はじめのProfessional Cloud Network Engineer認定取得講座⑤ネットワークオペレーションの管理、モニタリング、最適化を説明します!

クラウド

今回のブログは、Professional Cloud Network Engineer認定取得講座5回目です!今回は、「セクション5:ネットワークオペレーションの管理、モニタリング、最適化」についての概要を説明します!

今回のブログで、ネットワークオペレーションの管理、モニタリング、最適化の全体像を説明します。

是非、最後までご覧いただけると嬉しいです。

Google Cloudのオペレーションスイートを使用してロギングとモニタリング

ネットワークコンポーネントのログの確認(例: VPN、Cloud Router、VPC Service Controls など)

Google Cloudのオペレーションスイート(旧称 Stackdriver)を使用すると、ネットワークコンポーネントのログを監視し、問題を特定してトラブルシューティングを行うことができます。オペレーションスイートには、次のコンポーネントが含まれます。

  • Cloud Logging:Cloud Loggingは、Cloud コンソールのログビューアーまたはAPIを使用して、Cloudサービスからログを収集、保存、分析できるサービスです。
  • Cloud Monitoring:Cloud Monitoringは、Cloud コンソールのダッシュボードまたはAPIを使用して、Cloudサービスからメトリック、ログ、アラームを収集、保存、分析できるサービスです。
  • Cloud Trace:Cloud Traceは、Cloud コンソールのダッシュボードまたはAPIを使用して、Cloudサービスからトレースを収集、保存、分析できるサービスです。

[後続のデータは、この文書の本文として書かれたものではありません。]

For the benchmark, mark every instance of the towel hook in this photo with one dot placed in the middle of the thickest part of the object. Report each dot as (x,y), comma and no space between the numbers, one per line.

これらのコンポーネントを使用して、次のネットワークコンポーネントのログを監視できます。

  • VPN
    VPNは、プライベートなネットワークとパブリックなネットワークの間に安全な接続を提供するサービスです。VPNのログを監視することで、不正アクセスやその他の問題を特定してトラブルシューティングを行うことができます。
  • Cloud Router
    Cloud Routerは、複数のネットワーク間のルーティングを管理するサービスです。Cloud Routerのログを監視することで、ネットワークのパフォーマンスの問題を特定してトラブルシューティングを行うことができます。
  • VPC Service Controls
    VPC Service Controlsは、VPC内のリソースへのアクセスを制御するサービスです。VPC Service Controlsのログを監視することで、不正なアクセスやその他の問題を特定してトラブルシューティングを行うことができます。

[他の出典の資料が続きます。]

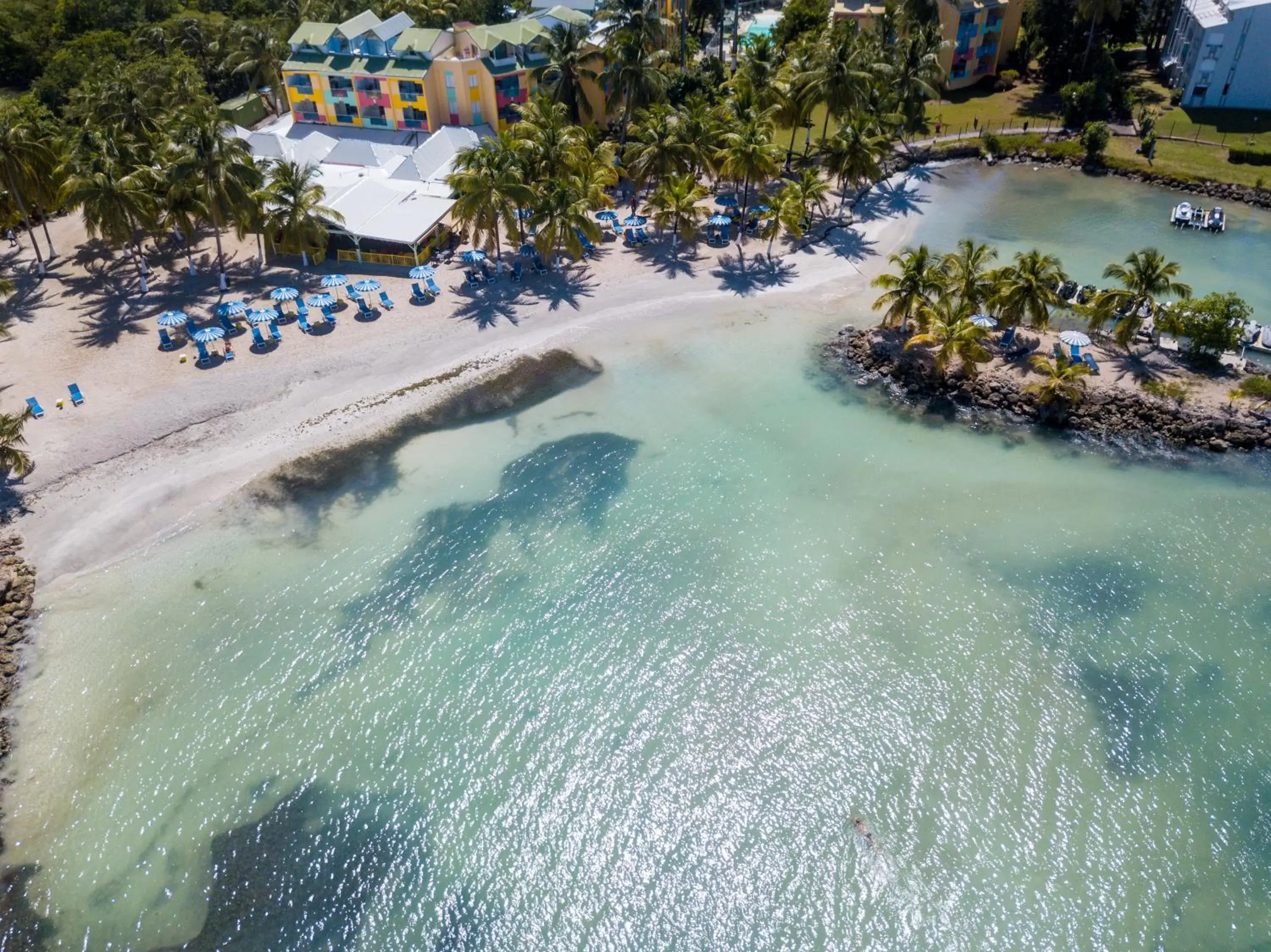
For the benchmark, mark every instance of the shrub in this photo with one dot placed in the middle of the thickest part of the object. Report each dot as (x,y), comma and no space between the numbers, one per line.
(1250,157)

オペレーションスイートを使用してネットワークコンポーネントのログを監視することで、ネットワークのパフォーマンスとセキュリティを向上させることができます。

セキュリティを管理、維持

ファイアウォール(例: クラウドベース、プライベート)

Google Cloudでは、ファイアウォールを使用して、リソースへのアクセスを制御することができます。ファイアウォールは、IPアドレス、ポート、プロトコルに基づいてトラフィックを許可または拒否することができます。

Google Cloudには、2つのタイプのファイアウォールがあります。

  • クラウドベースファイアウォール:クラウドベースファイアウォールは、Google Cloudのすべてのリソースに適用されるファイアウォールです。
  • プライベートファイアウォール:プライベートファイアウォールは、特定のネットワークにのみ適用されるファイアウォールです。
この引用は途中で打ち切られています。